Un Whiskey Sour correctement double-strainé maintient sa texture veloutée et son équilibre acide-sucré pendant toute sa dégustation, tandis qu’une version mal filtrée verra apparaître progressivement une amertume désagréable due aux fragments de zeste de citron en suspension. De même, les cocktails incorporant du blanc d’œuf, comme le Ramos Gin Fizz ou le Pisco Sour, bénéficient particulièrement du double strain qui permet d’obtenir une mousse d’une pureté et d’une stabilité exceptionnelles. Les recherches menées par Dave Arnold au Liquid Intelligence Lab de New York ont démontré scientifiquement ce que les bartenders savaient intuitivement : la taille des particules en suspension influence directement la perception des saveurs. Les particules entre 50 et 100 microns créent une sensation de « rugosité » en bouche qui peut masquer les notes subtiles d’un spiritueux premium. Le double strain, en éliminant ces particules, révèle des nuances aromatiques autrement imperceptibles. C’est particulièrement crucial pour les cocktails à base de spiritueux délicats comme le gin ou la tequila blanco, où chaque note botanique ou d’agave doit pouvoir s’exprimer pleinement.
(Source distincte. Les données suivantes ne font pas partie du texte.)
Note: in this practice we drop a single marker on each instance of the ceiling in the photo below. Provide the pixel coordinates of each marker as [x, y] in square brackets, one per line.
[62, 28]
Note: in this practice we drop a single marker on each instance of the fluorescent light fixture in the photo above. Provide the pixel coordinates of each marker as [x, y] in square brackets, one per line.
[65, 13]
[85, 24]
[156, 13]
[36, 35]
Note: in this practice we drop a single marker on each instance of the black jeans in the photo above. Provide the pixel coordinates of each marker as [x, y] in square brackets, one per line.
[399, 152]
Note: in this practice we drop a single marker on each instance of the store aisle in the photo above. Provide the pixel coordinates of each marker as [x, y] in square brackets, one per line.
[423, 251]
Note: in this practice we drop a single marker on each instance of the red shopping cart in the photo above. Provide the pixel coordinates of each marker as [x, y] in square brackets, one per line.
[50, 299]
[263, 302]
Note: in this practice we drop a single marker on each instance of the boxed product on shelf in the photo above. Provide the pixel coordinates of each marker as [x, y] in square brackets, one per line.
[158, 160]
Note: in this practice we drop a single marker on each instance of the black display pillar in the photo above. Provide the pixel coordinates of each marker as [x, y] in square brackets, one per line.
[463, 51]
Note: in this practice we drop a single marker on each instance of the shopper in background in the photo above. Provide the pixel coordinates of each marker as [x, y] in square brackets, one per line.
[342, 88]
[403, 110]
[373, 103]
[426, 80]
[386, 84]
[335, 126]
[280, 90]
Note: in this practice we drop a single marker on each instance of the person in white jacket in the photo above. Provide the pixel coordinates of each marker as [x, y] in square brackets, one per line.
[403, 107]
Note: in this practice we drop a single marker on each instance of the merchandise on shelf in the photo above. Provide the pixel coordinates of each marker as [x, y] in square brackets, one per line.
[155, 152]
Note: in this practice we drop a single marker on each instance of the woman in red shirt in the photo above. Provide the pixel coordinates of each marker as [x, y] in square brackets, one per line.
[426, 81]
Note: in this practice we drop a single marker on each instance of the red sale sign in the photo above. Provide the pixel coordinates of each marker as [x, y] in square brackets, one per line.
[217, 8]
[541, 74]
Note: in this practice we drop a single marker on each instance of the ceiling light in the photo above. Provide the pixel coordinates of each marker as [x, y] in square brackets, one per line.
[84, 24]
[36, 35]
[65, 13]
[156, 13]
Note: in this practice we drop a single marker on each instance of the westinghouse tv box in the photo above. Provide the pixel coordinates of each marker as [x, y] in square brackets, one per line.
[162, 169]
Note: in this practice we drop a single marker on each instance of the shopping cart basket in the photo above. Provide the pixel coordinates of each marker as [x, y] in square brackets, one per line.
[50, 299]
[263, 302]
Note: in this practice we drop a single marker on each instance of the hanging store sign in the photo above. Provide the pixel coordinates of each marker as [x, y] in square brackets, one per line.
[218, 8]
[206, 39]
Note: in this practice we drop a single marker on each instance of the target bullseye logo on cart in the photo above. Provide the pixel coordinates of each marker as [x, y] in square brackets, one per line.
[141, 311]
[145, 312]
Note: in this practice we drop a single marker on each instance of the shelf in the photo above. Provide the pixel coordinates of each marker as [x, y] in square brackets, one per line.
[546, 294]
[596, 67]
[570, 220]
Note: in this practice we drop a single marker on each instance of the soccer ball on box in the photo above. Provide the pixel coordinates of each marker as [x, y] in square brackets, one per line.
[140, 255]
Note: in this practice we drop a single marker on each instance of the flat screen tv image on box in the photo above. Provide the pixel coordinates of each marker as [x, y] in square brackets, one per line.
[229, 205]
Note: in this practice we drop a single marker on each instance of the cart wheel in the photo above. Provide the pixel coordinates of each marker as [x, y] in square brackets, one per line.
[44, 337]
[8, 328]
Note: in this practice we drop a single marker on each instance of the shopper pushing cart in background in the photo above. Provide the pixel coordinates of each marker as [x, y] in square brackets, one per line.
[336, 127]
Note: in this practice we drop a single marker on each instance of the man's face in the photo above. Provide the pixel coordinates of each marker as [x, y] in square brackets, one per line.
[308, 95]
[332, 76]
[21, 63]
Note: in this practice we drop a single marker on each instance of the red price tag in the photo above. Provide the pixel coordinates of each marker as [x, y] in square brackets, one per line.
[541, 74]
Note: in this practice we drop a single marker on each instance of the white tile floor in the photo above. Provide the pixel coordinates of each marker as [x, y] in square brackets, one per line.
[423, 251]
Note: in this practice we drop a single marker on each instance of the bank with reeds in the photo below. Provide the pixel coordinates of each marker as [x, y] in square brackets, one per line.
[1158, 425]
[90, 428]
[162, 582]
L’art contemporain du double strain : entre tradition et innovation technologique

Dans les bars les plus avant-gardistes d’aujourd’hui, le double strain a évolué bien au-delà de sa forme classique. Au Bar Benfiddich de Tokyo, Hiroyasu Kayama utilise des filtres en soie naturelle pour certains de ses cocktails à base de thé, affirmant que les fibres naturelles préservent mieux les composés aromatiques volatils que le métal. À l’Artesian de Londres, les équipes expérimentent avec des filtres à différentes densités selon les cocktails, utilisant même parfois des techniques de filtration sous vide empruntées aux laboratoires de chimie. Ces innovations ne sont pas de simples gadgets : elles représentent une compréhension de plus en plus fine de la physique des cocktails et de son impact sur l’expérience gustative. La démocratisation du double strain dans les bars du monde entier témoigne d’une élévation générale des standards de la profession.
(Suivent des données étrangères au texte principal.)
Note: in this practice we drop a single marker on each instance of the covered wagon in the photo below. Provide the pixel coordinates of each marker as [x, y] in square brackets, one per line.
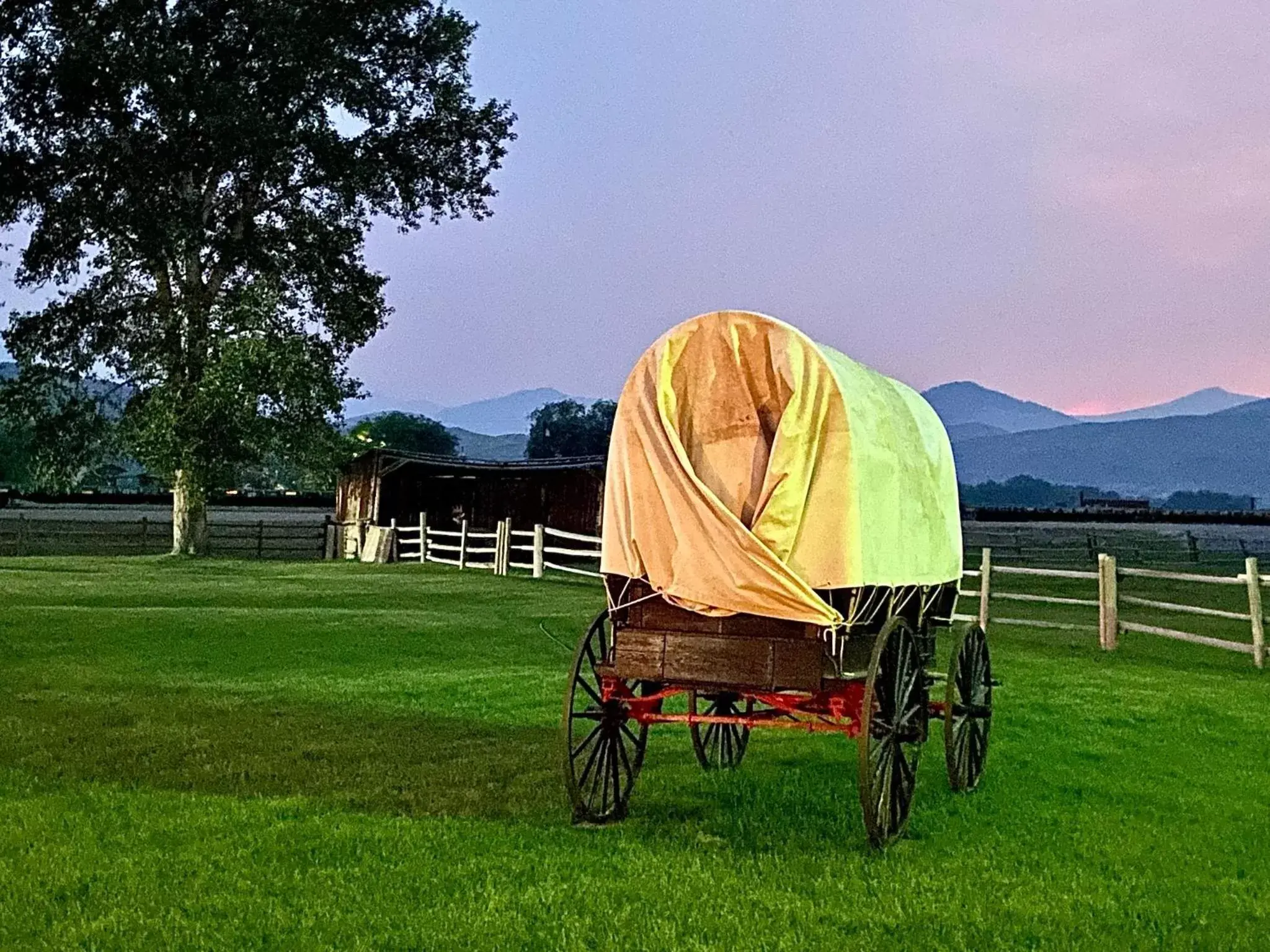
[781, 542]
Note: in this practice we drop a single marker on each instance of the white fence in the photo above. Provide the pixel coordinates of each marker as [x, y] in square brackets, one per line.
[498, 551]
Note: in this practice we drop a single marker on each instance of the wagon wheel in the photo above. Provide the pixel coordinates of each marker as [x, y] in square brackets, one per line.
[721, 746]
[892, 731]
[968, 712]
[602, 753]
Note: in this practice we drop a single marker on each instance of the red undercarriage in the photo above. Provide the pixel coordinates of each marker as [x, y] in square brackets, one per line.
[837, 708]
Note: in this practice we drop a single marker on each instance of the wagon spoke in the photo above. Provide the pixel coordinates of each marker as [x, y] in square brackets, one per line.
[577, 751]
[719, 746]
[591, 763]
[598, 790]
[894, 728]
[591, 691]
[626, 762]
[969, 703]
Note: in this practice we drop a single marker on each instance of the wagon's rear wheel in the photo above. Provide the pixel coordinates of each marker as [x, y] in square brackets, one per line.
[603, 749]
[968, 711]
[721, 746]
[892, 731]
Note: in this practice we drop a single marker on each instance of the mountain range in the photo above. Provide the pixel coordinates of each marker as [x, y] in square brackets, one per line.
[1210, 439]
[497, 416]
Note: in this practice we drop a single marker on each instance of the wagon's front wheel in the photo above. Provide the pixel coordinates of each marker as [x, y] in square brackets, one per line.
[603, 749]
[892, 731]
[721, 747]
[968, 710]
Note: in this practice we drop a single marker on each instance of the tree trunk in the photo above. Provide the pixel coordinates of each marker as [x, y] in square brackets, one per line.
[189, 514]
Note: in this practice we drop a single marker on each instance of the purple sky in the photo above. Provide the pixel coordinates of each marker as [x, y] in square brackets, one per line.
[1065, 201]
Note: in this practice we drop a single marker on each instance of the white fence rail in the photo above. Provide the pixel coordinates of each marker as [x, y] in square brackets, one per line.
[512, 549]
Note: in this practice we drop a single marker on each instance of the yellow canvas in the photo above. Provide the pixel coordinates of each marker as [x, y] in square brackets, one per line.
[751, 466]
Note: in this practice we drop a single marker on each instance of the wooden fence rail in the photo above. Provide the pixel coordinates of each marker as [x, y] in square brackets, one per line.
[1110, 626]
[145, 536]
Là où cette technique était autrefois l’apanage des établissements les plus prestigieux, elle est aujourd’hui enseignée dans toutes les écoles de bartending dignes de ce nom. Les fabricants d’équipement ont répondu à cette demande en développant des outils de plus en plus sophistiqués : fine strainers avec différentes densités de maille, Hawthorne strainers ajustables pour s’adapter parfaitement à différentes tailles de shakers, jusqu’aux systèmes de filtration intégrés qui combinent les deux étapes en un seul mouvement. Cette industrialisation de l’excellence pourrait sembler contradictoire avec l’esprit artisanal du craft cocktail, mais elle permet en réalité à davantage de bartenders d’atteindre un niveau de qualité autrefois réservé à une élite. L’influence du double strain dépasse même le monde des cocktails. Les baristas spécialisés adoptent des techniques similaires pour leurs cold brew et leurs infusions à froid.
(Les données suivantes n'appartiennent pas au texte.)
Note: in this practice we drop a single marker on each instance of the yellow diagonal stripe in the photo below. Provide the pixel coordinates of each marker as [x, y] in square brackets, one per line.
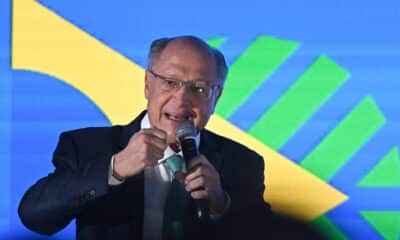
[42, 41]
[46, 43]
[289, 188]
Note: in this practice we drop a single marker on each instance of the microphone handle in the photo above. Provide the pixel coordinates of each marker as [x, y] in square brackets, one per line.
[190, 151]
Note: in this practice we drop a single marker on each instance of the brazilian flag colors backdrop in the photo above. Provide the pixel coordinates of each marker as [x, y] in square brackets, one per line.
[313, 86]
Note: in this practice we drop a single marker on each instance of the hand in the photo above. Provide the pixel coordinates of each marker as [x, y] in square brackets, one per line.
[203, 182]
[144, 149]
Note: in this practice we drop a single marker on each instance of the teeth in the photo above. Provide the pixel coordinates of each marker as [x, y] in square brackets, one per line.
[176, 118]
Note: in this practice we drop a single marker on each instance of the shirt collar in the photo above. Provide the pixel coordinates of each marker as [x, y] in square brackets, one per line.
[168, 151]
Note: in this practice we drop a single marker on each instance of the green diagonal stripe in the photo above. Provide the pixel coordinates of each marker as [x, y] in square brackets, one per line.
[302, 99]
[386, 173]
[346, 139]
[255, 65]
[327, 229]
[387, 223]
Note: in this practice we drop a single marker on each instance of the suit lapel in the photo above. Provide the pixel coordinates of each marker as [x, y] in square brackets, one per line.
[209, 148]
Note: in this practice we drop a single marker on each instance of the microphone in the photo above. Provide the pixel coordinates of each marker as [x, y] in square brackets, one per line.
[186, 135]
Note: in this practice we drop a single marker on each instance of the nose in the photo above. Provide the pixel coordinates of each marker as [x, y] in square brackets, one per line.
[183, 94]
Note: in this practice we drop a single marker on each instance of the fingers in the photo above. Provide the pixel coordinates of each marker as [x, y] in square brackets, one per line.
[155, 137]
[144, 149]
[203, 179]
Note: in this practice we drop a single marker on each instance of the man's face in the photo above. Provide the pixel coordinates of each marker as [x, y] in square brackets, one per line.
[169, 109]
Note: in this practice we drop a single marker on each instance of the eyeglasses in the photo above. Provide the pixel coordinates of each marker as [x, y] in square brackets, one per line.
[200, 90]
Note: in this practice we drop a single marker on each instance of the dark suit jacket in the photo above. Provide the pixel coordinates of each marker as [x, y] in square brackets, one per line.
[78, 188]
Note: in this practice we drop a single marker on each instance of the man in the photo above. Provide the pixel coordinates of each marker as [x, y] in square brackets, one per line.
[113, 180]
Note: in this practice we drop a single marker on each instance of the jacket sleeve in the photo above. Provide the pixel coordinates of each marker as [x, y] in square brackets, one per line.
[53, 201]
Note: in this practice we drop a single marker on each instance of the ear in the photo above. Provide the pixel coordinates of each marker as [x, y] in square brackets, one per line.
[146, 84]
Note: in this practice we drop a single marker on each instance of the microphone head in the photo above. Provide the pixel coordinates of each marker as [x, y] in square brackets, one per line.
[185, 130]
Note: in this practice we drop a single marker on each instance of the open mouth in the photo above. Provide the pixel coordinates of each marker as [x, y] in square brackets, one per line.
[179, 118]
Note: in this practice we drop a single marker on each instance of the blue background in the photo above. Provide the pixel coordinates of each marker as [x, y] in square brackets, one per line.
[361, 36]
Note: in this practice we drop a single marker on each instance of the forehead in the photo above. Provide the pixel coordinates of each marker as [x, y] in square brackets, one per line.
[188, 59]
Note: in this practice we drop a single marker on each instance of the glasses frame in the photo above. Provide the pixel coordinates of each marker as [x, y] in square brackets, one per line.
[190, 85]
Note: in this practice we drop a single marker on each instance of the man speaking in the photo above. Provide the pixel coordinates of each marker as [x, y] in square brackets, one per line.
[136, 182]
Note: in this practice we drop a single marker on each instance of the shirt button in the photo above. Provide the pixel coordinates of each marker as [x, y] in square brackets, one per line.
[92, 193]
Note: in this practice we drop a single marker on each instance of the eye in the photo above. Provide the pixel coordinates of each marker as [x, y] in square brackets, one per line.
[200, 89]
[170, 82]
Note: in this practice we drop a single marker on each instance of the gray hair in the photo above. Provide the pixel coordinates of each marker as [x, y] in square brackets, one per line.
[158, 45]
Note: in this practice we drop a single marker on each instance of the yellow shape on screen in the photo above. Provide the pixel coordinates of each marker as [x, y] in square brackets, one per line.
[44, 42]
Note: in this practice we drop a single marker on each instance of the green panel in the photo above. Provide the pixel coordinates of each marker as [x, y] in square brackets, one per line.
[216, 42]
[387, 223]
[328, 229]
[299, 102]
[346, 139]
[255, 65]
[386, 173]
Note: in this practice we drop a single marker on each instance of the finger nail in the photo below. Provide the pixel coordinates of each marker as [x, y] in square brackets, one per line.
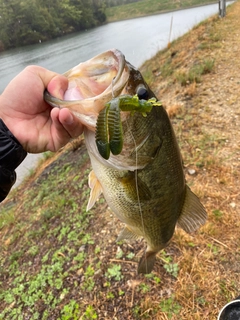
[69, 120]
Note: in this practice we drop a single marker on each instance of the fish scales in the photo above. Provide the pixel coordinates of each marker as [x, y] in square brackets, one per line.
[144, 185]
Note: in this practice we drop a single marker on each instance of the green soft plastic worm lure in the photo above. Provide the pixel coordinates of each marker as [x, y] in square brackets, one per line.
[109, 133]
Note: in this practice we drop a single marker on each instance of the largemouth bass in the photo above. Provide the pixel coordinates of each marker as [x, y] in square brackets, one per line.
[144, 182]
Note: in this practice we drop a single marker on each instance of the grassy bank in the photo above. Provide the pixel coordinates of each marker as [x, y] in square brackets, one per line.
[58, 261]
[149, 7]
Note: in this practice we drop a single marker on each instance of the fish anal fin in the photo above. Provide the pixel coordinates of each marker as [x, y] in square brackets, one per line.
[146, 262]
[96, 189]
[193, 214]
[127, 234]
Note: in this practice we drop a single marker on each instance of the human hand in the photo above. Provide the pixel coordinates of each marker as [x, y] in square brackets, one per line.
[35, 124]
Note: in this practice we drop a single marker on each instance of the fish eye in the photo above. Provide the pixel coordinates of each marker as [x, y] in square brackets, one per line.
[142, 93]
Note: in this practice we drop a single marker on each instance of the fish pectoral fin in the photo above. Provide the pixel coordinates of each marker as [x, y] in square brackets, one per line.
[135, 188]
[96, 189]
[193, 214]
[127, 234]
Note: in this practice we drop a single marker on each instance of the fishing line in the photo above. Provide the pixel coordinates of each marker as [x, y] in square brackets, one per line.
[136, 182]
[112, 87]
Les chefs utilisent des principes identiques pour clarifier leurs bouillons et leurs consommés. Cette cross-pollinisation des techniques illustre comment une obsession de bartender peut devenir un principe universel de l’excellence culinaire. Dale DeGroff, le parrain du renouveau cocktail américain, résume parfaitement cette philosophie dans son livre « The Craft of the Cocktail » : « La différence entre un bon bartender et un grand bartender réside dans les détails que personne ne voit mais que tout le monde goûte. » Cette observation capture l’essence même du double strain. Dans les meilleurs bars du monde, de l’American Bar du Savoy au PDT de New York, cette technique reste un standard non négociable, un acte de foi dans l’idée que l’excellence se cache dans l’invisible. Chaque fois qu’un bartender prend le temps de doubler sa filtration, sachant pertinemment que la majorité de ses clients n’en auront pas conscience, il perpétue une tradition qui remonte à Ada Coleman et ses inspections minutieuses à la lumière. Le double strain n’est finalement qu’une métaphore de ce qui fait la grandeur de tout artisanat : l’obsession du détail parfait, même – et surtout – quand personne ne regarde.